Women around the world spend an average of 3,500 days throughout their lives dealing with menstruation and yet, only 12 percent of women and girls around the world have access to sanitary products.  Those who do not are forced to use whatever they have, including rags, leaves, dirt and newspaper, often leading to infection, smell and overall poor hygiene. According to UNESCO, one in ten girls in Africa misses school during her period. 

Plan UK, a children’s charity focused on girls’ rights, is hoping to end the stigma around menstruation with their new social media campaign #JustaTampon which asks people to post selfies with a tampon using the hashtag and to donate funds to their efforts to end child marriage, female genital mutilation and to provide sanitary products to the 88 percent of women and girls who don’t have access to them.

In Rwanda, Plan UK provides sanitary packs to women and girls fleeing violence. In Uganda, they train teachers to lead health classes, helping to end bullying by teaching boys and girls that menstruation is normal. The teachers then sell reusable sanitary pads called Afripads to their students, which are inexpensive and can last for an entire year.  They’re also working to build separate washrooms for girls at schools so that they don’t have to go home to change. In India, they’ve started a program where girls can buy sanitary pads from discreet vending machines.

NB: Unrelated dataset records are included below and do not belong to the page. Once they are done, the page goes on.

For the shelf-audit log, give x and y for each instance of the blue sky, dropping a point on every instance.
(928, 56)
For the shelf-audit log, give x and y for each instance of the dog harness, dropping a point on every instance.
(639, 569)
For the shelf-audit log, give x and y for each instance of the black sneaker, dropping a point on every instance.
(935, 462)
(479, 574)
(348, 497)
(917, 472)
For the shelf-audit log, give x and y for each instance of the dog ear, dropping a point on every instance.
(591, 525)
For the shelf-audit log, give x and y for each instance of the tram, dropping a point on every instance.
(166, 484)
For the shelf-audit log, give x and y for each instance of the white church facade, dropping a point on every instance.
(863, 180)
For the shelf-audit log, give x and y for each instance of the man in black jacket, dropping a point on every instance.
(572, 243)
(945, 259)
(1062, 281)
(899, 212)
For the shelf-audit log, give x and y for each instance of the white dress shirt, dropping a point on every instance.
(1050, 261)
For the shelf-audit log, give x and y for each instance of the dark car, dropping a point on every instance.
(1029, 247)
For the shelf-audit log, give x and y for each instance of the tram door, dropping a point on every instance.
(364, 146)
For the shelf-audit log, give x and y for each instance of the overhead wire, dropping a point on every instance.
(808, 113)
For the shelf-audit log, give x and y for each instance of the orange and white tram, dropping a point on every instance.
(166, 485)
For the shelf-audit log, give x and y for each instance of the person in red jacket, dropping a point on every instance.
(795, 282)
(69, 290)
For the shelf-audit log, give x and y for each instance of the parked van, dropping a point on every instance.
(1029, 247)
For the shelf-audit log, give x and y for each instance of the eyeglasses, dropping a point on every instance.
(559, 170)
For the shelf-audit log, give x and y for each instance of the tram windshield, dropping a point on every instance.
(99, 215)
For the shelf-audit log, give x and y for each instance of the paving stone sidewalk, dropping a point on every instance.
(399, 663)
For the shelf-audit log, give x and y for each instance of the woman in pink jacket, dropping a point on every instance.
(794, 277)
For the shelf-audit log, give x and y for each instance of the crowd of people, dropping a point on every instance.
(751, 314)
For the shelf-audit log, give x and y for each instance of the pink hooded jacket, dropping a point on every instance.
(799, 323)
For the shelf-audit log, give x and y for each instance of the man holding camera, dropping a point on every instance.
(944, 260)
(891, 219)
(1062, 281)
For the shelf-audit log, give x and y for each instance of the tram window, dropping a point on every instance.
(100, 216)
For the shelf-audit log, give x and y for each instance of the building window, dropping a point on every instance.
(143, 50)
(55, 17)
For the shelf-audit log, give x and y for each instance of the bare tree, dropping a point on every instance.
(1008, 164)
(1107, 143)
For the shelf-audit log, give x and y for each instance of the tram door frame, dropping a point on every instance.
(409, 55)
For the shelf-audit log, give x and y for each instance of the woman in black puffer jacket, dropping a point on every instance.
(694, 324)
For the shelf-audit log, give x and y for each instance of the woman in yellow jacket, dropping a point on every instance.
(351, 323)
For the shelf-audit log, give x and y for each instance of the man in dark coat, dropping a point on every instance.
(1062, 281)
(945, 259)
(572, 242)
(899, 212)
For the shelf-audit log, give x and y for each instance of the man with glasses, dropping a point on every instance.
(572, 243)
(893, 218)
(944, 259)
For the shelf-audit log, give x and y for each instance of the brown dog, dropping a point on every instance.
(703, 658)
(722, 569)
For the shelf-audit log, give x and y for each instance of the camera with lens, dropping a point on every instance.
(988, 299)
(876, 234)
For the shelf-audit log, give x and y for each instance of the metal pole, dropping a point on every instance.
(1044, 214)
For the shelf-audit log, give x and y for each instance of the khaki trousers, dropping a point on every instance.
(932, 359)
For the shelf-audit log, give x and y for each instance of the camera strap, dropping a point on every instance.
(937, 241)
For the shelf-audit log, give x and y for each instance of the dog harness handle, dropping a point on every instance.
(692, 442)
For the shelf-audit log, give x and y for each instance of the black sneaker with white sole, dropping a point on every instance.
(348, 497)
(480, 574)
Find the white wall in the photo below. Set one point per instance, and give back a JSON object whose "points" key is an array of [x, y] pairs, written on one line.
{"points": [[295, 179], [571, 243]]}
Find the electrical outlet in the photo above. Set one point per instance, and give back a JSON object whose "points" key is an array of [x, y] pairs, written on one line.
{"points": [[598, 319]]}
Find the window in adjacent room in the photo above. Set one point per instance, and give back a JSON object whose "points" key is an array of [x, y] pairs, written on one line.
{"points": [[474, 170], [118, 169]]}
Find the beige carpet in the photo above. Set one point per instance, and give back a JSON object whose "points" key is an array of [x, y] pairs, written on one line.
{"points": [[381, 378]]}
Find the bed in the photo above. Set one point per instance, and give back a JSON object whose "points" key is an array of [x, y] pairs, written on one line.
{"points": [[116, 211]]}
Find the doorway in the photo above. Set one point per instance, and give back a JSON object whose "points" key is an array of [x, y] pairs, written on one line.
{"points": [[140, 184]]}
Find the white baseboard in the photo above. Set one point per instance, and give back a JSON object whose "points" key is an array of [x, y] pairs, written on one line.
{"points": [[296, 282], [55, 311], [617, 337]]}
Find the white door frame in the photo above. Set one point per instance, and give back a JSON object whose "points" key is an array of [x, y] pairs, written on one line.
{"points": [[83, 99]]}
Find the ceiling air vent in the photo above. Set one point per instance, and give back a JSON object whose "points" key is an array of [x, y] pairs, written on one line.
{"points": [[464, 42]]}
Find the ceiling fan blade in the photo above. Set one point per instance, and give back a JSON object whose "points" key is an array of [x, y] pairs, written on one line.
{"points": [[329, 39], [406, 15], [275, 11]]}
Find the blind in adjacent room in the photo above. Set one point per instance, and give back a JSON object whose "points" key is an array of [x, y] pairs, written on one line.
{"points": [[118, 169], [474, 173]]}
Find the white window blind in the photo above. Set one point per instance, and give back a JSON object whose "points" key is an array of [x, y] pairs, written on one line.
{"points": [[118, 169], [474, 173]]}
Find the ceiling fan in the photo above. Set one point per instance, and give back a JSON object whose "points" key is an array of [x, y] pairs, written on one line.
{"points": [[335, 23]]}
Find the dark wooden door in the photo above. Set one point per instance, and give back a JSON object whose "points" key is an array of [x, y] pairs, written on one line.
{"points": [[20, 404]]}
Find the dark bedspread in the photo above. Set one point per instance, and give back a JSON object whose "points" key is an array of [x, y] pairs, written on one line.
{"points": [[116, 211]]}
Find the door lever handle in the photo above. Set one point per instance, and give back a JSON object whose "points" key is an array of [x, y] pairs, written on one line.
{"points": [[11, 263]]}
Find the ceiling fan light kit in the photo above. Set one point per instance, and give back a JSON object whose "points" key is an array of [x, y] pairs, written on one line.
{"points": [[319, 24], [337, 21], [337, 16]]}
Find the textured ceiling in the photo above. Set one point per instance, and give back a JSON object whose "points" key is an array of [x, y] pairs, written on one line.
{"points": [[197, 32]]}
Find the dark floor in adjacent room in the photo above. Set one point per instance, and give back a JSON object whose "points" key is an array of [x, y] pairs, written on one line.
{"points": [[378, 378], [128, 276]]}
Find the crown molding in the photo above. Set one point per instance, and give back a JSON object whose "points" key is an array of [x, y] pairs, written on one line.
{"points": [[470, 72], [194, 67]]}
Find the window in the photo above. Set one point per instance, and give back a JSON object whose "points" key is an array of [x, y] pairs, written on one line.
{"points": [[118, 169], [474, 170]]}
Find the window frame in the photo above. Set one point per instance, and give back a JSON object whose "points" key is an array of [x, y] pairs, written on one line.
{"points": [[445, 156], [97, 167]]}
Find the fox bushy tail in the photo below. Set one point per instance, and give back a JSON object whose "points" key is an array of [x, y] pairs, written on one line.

Beyond the work of actually making sanitary products accessible, Plan UK stresses the importance of ending the stigma around menstruation on a global scale. Many cultures won’t allow women and girls to touch food or even remain their homes while menstruating. Others believe that sanitary products are bad luck to the owners and to anyone who sees them. These myths create an environment of fear and shame.

Christine, a young girl from Uganda whose story is told in the video above, had no idea what was happening to her body when she had her first period. She was afraid to talk to anyone about it and tried, unsuccessfully, to manage it on her own until Plan UK came to her town.

“Then our senior teacher came and told us about using pads,” she said. “That made me so happy because I could play freely again.”

Plan UK wants the world to understand that it’s just a tampon, but for women and girls without access, its so much more.